The first question: is it possible to quantify the number of communities involved in the dataset somehow, perhaps via the speaker bio? How many communities will be (indirectly) involved with the next edition of the Codemotion conference?
// how many communities are there in the dataset?
MATCH (c:Community) RETURN count(c)
Code language: PHP (php)
492 communities have been named by the various speakers.
This is quite a basic query, and it’s hard to derive any value from that simple number: as an analyst I’m interested in gaining value from more interesting questions that can provide an insight into the conference speakers’ audience.
Analysis of clusters of communities could provide one interesting insight, starting with the paper association: given a submission and the communities related to it, is it possible to see a cluster of communities?
// Community -> Paper
MATCH (community)<-[:BELONGS_TO]-()-[:PRESENTED]->(paper:Paper)
WHERE NOT community.name = ""
WITH community, paper, apoc.create.vRelationship(paper, "RELATED", {}, community) AS r1
RETURN community, paper, r1
Code language: PHP (php)
Because in the model above the ‘Paper’ node and the ‘Community’ node are indirectly connected, it is necessary to create a virtual edge using an APOC utility as a way to create a direct relationship between the two, inferred from the indirect one.
The result given is the following:

From a 10,000 foot view, while it is not possible to read the text in each node and link of the graph, it’s already possible to detect some clusters of communities (centered) and filter out some small graph components (those at the border).

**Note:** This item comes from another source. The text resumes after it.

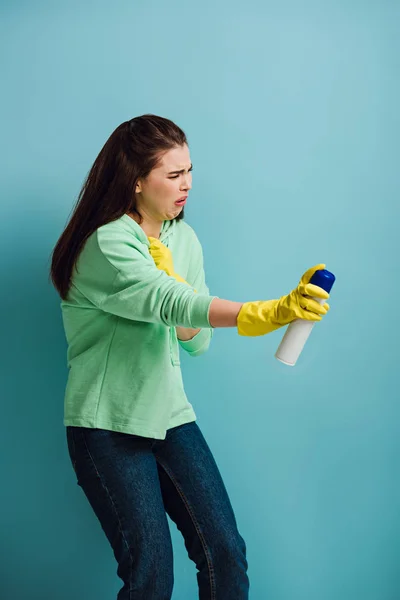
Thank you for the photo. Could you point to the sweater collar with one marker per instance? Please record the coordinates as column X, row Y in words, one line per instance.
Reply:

In particular, there’s a sizable cluster in the center, with quite a few communities involved: what are those communities? Why are they so connected? Is there a shared property?

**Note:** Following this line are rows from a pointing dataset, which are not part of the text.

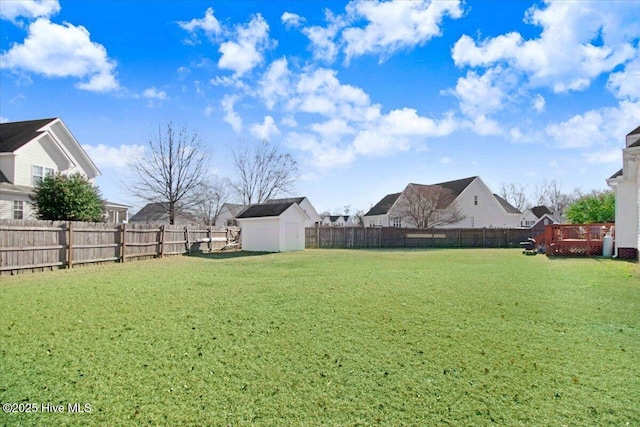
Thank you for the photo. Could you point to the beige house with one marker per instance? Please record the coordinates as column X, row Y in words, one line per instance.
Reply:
column 31, row 150
column 626, row 186
column 479, row 206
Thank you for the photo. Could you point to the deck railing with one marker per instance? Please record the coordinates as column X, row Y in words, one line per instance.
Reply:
column 575, row 239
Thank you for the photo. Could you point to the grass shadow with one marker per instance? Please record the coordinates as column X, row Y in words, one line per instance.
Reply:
column 227, row 254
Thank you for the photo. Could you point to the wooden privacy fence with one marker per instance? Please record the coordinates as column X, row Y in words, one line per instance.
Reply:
column 392, row 237
column 37, row 245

Zooming in on the particular graph component, it is possible to read the community names:

On closer inspection, it looks like a cluster of DotNet communities (with some exceptions), so the first guess of shared property worked quite well. In this case, all of these communities share the Microsoft framework foundation, even though they are geographically distributed across Italy and Europe in general.
But of these communities, which is the most ‘popular’ – the one that contributes the highest number of speakers?
To answer this question we can count the ‘degree’ of each community node – thereby counting all the ‘RELATED’ relationships stemming from each community node – and show it in a table:
// Community degree sorted by degree
MATCH (community:Community)
WHERE NOT community.name = ""
WITH community, size((community)<-[:BELONGS_TO]-()-[:PRESENTED]->(:Paper)) as degree
ORDER BY degree DESC
RETURN community.name, degree
Code language: PHP (php)
These are the top five results:

In the first three positions, we can see DotNet Communities related to twelve, eleven and ten submissions respectively. To compare, the first Google community, GDG, is fifth in rank, with nine related submissions – still quite a good result!